Several Kosovo-Serbian border posts destroyed

In Kosovo NATO peacekeepers have been sent to the frontier with Serbia. There have been several security incidents at border posts. A number of border posts have been damaged or destroyed. There have also been some explosions.

Reports say Serbs who oppose the independence of the region were responsible for the incidents. After centuries of conflict, Serbs and Albanians living in Kosovo see its future differently. While Albanians celebrate the province's declaration, the Serbian minority living in Kosovo fear that an uncertain future lies ahead of them.

Russia’s position

Russia has warned the U.S. that Kosovo’s declaration of independence endangers international stability.

Russian Foreign Minister Sergei Lavrov made his comments during a telephone conversation with his U.S. counterpart Condoleezza Rice, during which he stressed Moscow’s position on Kosovo.  
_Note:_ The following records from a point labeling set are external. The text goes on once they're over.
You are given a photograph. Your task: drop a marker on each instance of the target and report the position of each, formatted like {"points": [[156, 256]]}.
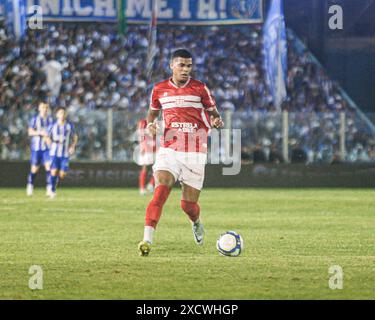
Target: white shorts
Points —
{"points": [[146, 159], [186, 167]]}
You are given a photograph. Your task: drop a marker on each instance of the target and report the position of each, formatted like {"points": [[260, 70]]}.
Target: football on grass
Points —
{"points": [[230, 244]]}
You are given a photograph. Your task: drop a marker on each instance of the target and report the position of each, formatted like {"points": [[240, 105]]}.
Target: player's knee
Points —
{"points": [[190, 207], [151, 222], [34, 169], [165, 180]]}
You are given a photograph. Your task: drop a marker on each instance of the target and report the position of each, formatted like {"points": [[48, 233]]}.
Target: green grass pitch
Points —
{"points": [[86, 243]]}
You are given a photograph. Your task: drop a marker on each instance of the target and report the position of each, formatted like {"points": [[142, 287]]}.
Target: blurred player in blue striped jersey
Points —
{"points": [[62, 140], [38, 131]]}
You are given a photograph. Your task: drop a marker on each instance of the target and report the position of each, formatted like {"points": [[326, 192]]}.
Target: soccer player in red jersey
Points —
{"points": [[147, 144], [189, 111]]}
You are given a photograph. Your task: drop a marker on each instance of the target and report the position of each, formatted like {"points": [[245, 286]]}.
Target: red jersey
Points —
{"points": [[147, 142], [185, 116]]}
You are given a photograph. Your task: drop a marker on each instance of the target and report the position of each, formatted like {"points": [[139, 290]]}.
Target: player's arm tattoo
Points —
{"points": [[214, 114], [152, 115]]}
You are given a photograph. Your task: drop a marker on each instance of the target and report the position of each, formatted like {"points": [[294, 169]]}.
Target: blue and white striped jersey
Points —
{"points": [[38, 123], [61, 136]]}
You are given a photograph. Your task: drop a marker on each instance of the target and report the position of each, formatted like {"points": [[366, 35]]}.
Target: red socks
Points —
{"points": [[155, 207], [142, 179], [192, 209], [152, 181]]}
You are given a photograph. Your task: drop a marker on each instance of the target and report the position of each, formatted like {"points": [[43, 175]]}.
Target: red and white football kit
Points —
{"points": [[183, 150], [147, 145]]}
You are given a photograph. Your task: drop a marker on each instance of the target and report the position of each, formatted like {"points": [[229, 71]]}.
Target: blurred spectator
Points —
{"points": [[88, 68]]}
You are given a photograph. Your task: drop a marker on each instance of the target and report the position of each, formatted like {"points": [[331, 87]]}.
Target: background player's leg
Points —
{"points": [[47, 167], [31, 178], [142, 180], [165, 181], [34, 168], [54, 180]]}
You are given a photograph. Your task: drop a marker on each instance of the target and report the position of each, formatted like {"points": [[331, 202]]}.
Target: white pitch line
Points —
{"points": [[73, 210]]}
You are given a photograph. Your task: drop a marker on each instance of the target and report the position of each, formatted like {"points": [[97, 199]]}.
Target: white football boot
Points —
{"points": [[29, 189], [198, 232], [48, 190], [52, 195]]}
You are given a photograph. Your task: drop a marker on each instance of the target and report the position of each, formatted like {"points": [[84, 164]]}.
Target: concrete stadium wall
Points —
{"points": [[81, 174]]}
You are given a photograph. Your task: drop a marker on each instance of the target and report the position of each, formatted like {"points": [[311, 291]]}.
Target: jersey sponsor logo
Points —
{"points": [[185, 126]]}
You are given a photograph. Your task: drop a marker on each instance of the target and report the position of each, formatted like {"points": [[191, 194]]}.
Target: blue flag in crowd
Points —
{"points": [[15, 11], [152, 48], [275, 50]]}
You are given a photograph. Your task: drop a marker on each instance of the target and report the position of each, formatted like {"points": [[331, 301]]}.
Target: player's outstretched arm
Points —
{"points": [[32, 132], [215, 118], [72, 147], [151, 121]]}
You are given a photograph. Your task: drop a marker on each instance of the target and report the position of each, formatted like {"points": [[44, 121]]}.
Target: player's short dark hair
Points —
{"points": [[181, 53], [60, 108]]}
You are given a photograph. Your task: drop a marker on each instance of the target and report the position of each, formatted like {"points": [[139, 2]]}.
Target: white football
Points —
{"points": [[230, 244]]}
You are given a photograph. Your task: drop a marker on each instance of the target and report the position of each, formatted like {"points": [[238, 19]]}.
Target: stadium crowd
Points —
{"points": [[89, 68]]}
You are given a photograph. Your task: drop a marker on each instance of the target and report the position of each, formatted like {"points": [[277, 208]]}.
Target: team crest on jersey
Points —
{"points": [[180, 101]]}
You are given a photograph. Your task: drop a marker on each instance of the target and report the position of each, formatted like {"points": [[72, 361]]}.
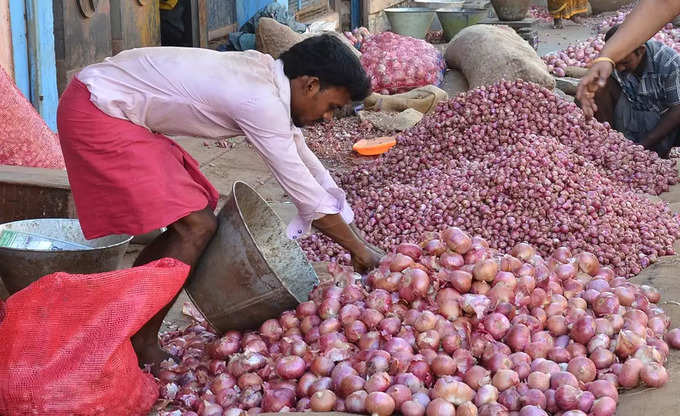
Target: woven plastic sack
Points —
{"points": [[487, 54], [399, 64], [25, 139], [66, 347]]}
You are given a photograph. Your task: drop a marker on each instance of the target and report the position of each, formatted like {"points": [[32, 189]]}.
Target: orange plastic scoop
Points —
{"points": [[377, 146]]}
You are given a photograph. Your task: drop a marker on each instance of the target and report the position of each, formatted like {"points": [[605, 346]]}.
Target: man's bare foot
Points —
{"points": [[151, 355]]}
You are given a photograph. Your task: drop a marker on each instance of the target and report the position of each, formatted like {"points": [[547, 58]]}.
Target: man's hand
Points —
{"points": [[595, 78]]}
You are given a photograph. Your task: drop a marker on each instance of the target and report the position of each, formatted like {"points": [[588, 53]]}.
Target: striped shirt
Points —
{"points": [[658, 88]]}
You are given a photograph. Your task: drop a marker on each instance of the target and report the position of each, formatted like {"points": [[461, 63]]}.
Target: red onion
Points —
{"points": [[602, 388], [533, 397], [532, 411], [583, 368], [485, 270], [399, 393], [518, 337], [605, 304], [493, 409], [629, 376], [460, 280], [440, 407], [319, 384], [563, 378], [654, 374], [504, 379], [486, 394], [651, 293], [350, 384], [356, 402], [566, 397], [673, 338], [583, 329], [379, 404], [451, 390], [323, 401], [412, 408], [276, 399], [510, 398], [271, 330], [603, 406], [414, 284]]}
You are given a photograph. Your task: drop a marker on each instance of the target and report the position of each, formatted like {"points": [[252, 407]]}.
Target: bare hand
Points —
{"points": [[593, 80]]}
He says Pristina's unilateral declaration of independence is unacceptable and will have serious consequences, as it destroys the principles of peace and order.

Political analyst Artyom Ulunyan says the recognition of Kosovo sets a dangerous precedent.

“I suppose they are afraid of the domino effect, particularly in international relations and particularly in the Balkan region, since many Balkan countries have the same problem with national minorities. It will be used a precedent for those who would like to proclaim independence and the second step, of course, they would demand so-called equality in the rights. On their side that means only one thing: they will appeal to the international community, first of all, and to Russia. Everything will depend on the Russian side. What steps will be taken on the Russian side?” said Ulunyan.

Countries split on Kosovo

Meanwhile, Serbia has called on the Organisation for Security and Cooperation in Europe to condemn Kosovo's declaration of independence. The OSCE Council has convened at Serbia's request.

The U.S. and the leading European countries have already recognised Kosovo as an independent state.

The EU foreign policy chief Javier Solana called Kosovo a friend of European Union during his surprise visit to the region, when he met Kosovo's leaders. He says the EU peacekeeping mission is about to start operating in the region. UN forces will also stay in Kosovo.

In New York, The United Nations Security Council has failed to reach an agreement on how to treat the self-proclaimed republic. Six of the Security Council members, including Russia and China, refused to recognise Kosovo's move as legal.

Serbia is recalling its ambassadors from the countries which have already recognised the independence of Kosovo.